As we have just celebrated Labor Day with a day off from class and, hopefully, from work, let’s turn to Dorothy Sayers, an English graduate of Oxford University.

This, of course, is no small feat for a woman reading modern languages and medieval literature in 1916 – a mystery novelist, translator of Dante, essayist and Christian apologist, as she turned her attention to the very idea and necessity of work in her essay “Why Work?”

Sayers published the essay in her collection “Creed or Chaos?” in 1947, and in it she called for, in her words, “a thorough-going revolution in our whole attitude to work.”

“I asked,” she wrote, “that it should be looked upon – not as a necessary drudgery to be undergone for the purpose of making money, but as a way of life in which the nature of man should find its proper exercise and delight and so fulfill itself to the glory of God. That it should, in fact, be thought of as a creative activity undertaken for the love of the work itself; and that man made in God’s image should make things as God makes them, for the sake of doing well a thing that is well worth doing.”

Sayers asked directly, “What is the Christian understanding of work?” and she was a committed Christian. She explained that “the only Christian work is work done well.” But she also argued “that work is not, primarily, a thing one does to live, but the thing one lives to do.”

I often take this line from Sayers to say to an aspiring college student that undergraduate education is learning how to make a living – yes it is! – but it is learning how to make a life.
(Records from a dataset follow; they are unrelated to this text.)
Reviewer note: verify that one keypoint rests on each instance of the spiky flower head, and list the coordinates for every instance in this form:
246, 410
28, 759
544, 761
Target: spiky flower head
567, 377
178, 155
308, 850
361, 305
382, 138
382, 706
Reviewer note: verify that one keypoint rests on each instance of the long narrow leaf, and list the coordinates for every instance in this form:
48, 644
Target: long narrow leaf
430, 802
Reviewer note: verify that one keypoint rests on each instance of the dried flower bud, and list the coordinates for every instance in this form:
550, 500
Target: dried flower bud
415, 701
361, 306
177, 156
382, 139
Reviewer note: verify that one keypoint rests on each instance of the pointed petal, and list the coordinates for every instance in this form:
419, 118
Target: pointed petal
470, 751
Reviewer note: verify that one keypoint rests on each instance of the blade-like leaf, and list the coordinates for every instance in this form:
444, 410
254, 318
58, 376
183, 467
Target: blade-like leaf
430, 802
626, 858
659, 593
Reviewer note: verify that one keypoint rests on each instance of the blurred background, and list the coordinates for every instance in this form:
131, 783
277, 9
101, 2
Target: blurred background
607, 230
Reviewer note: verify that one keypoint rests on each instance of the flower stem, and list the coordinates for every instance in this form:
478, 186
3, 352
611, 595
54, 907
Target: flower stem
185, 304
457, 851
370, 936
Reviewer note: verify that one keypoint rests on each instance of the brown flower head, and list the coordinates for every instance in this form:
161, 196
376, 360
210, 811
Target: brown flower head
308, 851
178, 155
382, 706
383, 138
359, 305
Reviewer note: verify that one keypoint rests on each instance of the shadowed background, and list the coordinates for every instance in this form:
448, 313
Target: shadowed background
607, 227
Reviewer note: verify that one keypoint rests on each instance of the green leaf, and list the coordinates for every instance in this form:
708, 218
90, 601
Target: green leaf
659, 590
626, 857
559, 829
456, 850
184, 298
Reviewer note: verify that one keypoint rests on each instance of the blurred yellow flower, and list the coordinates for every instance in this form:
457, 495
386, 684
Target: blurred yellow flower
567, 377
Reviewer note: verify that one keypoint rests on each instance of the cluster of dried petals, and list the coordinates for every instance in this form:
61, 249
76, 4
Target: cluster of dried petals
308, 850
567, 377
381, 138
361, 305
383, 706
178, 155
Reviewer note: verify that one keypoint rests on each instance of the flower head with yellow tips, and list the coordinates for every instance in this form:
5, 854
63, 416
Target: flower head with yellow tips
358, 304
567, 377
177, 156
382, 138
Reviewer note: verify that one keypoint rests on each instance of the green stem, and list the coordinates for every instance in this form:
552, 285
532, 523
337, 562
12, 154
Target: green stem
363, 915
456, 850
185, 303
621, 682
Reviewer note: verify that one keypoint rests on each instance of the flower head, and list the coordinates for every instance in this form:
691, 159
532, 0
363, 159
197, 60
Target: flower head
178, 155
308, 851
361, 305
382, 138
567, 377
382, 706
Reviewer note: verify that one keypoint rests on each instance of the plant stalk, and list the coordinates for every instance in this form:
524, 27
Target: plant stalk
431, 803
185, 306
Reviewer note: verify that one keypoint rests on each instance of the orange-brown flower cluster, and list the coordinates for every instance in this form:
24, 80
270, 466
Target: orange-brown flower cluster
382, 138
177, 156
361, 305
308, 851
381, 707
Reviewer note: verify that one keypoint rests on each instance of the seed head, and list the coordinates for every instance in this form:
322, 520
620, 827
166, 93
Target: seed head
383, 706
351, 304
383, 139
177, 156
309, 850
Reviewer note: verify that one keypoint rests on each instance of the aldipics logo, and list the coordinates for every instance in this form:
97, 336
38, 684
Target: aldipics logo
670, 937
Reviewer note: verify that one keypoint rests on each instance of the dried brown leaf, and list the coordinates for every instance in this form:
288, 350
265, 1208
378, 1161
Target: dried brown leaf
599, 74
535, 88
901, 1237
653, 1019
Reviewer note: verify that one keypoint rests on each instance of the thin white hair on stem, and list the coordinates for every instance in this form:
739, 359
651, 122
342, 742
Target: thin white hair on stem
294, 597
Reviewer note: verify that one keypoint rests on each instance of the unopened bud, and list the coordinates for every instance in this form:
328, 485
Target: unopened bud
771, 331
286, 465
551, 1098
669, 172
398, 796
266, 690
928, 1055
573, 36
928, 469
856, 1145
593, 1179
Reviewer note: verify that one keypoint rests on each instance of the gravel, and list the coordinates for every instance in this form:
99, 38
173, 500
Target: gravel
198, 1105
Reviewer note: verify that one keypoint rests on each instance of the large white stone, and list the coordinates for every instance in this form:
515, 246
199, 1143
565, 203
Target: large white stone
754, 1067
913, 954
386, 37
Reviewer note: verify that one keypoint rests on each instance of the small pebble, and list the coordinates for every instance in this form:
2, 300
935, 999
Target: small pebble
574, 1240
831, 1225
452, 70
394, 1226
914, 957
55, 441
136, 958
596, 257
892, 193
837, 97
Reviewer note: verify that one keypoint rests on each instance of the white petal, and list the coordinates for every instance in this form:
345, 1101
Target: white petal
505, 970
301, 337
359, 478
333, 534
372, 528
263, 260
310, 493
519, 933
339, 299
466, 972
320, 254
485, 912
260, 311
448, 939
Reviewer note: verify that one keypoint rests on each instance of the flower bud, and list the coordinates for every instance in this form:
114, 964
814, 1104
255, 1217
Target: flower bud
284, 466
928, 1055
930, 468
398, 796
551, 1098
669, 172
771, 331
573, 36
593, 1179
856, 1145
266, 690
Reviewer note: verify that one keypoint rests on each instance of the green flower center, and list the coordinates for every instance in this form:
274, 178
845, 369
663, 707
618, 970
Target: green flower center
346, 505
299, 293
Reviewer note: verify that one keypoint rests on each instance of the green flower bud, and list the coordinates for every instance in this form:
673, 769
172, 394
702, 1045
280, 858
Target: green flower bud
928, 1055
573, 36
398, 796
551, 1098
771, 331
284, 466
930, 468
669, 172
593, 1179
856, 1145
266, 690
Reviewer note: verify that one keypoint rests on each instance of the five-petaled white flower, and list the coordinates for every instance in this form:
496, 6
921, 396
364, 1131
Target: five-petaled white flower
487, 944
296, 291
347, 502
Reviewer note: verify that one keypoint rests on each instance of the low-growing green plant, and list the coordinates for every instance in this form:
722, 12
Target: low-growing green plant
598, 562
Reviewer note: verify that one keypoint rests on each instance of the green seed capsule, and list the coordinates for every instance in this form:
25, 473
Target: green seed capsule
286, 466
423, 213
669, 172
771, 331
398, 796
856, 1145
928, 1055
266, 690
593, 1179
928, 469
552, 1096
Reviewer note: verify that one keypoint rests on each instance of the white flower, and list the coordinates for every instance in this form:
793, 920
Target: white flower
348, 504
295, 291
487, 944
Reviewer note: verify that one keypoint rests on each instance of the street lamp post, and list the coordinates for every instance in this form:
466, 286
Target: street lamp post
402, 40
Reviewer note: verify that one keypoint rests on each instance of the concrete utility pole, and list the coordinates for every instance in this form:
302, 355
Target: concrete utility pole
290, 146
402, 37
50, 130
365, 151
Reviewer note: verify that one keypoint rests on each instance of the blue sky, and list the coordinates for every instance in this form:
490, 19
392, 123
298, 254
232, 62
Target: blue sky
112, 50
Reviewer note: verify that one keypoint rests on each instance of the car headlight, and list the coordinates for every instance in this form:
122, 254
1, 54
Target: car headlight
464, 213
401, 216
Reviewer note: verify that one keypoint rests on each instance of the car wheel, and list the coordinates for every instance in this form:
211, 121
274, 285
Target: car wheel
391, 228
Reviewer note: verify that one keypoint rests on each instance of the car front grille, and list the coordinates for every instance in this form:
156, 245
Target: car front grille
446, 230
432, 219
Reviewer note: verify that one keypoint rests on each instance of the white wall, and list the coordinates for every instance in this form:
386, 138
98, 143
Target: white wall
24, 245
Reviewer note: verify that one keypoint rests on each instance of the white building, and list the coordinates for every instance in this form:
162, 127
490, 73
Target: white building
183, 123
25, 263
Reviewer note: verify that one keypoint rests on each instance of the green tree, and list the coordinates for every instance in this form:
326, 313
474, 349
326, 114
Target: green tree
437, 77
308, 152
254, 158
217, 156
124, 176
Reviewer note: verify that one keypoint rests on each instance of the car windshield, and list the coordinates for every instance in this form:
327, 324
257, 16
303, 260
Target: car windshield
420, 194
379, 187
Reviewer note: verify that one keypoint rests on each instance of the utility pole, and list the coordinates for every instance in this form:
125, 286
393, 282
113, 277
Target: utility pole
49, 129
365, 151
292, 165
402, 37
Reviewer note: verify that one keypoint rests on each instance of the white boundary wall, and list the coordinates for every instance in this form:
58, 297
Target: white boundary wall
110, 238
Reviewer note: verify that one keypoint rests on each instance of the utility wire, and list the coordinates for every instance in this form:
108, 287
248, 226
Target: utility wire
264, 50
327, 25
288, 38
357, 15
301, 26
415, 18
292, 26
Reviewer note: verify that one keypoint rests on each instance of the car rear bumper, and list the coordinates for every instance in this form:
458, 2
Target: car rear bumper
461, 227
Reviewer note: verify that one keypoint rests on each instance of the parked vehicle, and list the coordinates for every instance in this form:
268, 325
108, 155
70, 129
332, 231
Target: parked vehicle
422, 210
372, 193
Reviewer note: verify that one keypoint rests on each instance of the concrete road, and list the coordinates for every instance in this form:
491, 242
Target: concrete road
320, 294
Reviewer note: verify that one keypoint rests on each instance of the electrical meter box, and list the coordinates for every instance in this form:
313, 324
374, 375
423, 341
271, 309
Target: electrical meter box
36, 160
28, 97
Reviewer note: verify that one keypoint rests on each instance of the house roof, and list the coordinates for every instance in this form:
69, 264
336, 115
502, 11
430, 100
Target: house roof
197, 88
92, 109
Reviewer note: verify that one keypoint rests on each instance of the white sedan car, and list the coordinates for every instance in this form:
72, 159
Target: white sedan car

Sayers would agree.

Sayers weighed in on the topic of compensation for work.

She claimed, “we have all got it fixed in our heads that the proper end of work is to be paid for (it) – to produce a return in profits or payment to the worker which fully or more than compensates the effort he puts into it.”

“But if our proposition is true, this does not follow at all,” she wrote. “So long as Society provides the worker with a sufficient return in real wealth to enable him to carry on the work properly, then he has his reward.”

Now that’s a novel concept – that we should be paid just enough for us to be able to carry on our work!

In a world in which we can’t wait for the weekend to come to give us a break from work, Sayers wrote, “we should no longer think of work as something that we hastened to get through in order to enjoy our leisure.”

We should instead “look on our leisure as the period of changed rhythm that refreshed us for the delightful purpose of getting on with our work.”

Sayers argued that “we should all find ourselves fighting, as now only artists and the members of certain professions fight, for precious time in which to get on with the job – instead of fighting for precious hours saved from the job.”

According to Sayers, we must also fight for the quality of our work.

“We should clamour to be engaged,” she wrote, “on work that was worth doing, and in which we could take a pride.”

“The greatest insult which a commercial age has offered to the worker has been to rob him of all interest in the end-product of the work and to force him to dedicate his life to making badly things which were not worth making.”

Although a devout Christian, Sayers criticized the church for its view of secular work.

“It is the business of the Church to recognize that the secular vocation, as such, is sacred. Christian people, and particularly perhaps the Christian clergy, must get it firmly into their heads that when a man or woman is called to a particular job of secular work, that is as true a vocation as though he or she were called to specifically religious work.”

“He must,” she wrote, “be able to serve God in his work, and the work itself must be accepted and respected as the medium of divine creation.”

If nothing else, Sayers gives us something to think about while we are on our way to work or to class Monday morning.